Nigeria has suffered greatly from the glut in oil supply as Saudi Arabia has attempted to weed out the producers with higher costs to protect their long term interests. Although Nigeria has diversified its economy in recent years, oil prices still hold significant power over its growth. This is the main reason for Nigeria to enter recession in Q2 2016. On the positive side, links with China have grown rapidly with significant investment coming inbound. Nigeria could benefit from China and the West showering investment to gain influence and approval. This forces the West to invest so they don’t miss out when Nigeria does take off.
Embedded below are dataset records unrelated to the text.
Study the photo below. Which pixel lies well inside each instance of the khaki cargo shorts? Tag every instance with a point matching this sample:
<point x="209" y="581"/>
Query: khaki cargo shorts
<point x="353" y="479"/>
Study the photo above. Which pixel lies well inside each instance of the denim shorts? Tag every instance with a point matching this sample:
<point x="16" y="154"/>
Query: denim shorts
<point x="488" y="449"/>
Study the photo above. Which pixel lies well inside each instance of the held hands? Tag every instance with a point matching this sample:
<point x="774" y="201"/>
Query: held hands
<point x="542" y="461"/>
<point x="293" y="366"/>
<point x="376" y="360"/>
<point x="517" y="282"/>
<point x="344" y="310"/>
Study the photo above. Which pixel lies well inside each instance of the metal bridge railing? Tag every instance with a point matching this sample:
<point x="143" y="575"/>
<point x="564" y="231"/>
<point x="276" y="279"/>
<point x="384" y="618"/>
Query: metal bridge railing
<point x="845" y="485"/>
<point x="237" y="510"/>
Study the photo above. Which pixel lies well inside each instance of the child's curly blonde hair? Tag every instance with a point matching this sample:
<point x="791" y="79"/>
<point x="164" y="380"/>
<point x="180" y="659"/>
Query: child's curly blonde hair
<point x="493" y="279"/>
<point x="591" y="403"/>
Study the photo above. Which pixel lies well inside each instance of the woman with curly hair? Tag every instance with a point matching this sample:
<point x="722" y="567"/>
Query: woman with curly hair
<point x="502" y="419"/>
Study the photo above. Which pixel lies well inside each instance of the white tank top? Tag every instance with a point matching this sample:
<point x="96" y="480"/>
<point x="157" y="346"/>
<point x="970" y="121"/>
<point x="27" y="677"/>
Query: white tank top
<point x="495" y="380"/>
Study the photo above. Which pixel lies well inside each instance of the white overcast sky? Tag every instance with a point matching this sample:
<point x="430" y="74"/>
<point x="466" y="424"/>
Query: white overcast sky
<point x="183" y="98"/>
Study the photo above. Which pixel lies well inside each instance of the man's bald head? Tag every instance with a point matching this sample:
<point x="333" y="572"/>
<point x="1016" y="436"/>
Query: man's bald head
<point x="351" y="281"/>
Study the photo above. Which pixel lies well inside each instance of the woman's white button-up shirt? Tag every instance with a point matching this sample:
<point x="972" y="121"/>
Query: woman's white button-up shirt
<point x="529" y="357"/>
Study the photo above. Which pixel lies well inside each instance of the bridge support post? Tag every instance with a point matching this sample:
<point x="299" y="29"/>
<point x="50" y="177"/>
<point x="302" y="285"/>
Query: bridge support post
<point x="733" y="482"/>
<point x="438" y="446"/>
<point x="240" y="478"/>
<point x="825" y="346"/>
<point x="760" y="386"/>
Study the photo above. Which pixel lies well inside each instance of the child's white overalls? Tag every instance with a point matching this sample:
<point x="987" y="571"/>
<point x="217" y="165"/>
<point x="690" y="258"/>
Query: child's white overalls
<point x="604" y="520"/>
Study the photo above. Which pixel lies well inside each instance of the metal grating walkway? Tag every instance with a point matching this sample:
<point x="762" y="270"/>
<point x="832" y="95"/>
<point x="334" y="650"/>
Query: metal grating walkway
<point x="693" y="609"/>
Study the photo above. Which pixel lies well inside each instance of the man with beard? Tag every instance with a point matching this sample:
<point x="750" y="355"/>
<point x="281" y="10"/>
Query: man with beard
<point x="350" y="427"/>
Indonesia is an outlier in the group with a positive outlook. Indonesia has a seat at G-20 meetings and is the largest member of ASEAN, the south east Asia trade group, and has maintained good relations with its neighbours. While a territory incident did flare up with China, China has acknowledged Indonesian ownership of the islands and contest only access to the sea. The south sea Chinese territorial disputes do have potential to escalate but Indonesia wouldn’t be a major claimant. There have been terrorist attacks in the country aimed at foreigners in recent history such as the famous ‘Bali Bombings’. The UK government still advise that there is a high terrorist threat. Although Indonesians are overwhelmingly muslim, they are not strongly anti-west on a whole with 63% reporting a favourable view of the US in 2015.
The MINTs are not a mystical haven for investment despite several positive points outlined above. All of the MINTs have growing populations that are increasingly healthy and more connected. In the long term, they will be markets to be reckoned with.
The political situations in each of these countries make it very risky to bet on them in the medium term. The exception is Indonesia, with it’s relative stability and good relationships with its neighbours and global powers.
Companies looking to expand into the other MINTs may sleep easier if they hold off on the others until the political situation is calmer. There is a major opportunity for companies with in depth knowledge of the local economies to establish strong positions as potential rivals delay entering the market. Currently, they are high risk and high reward not the low risk and high reward that has been fantasised.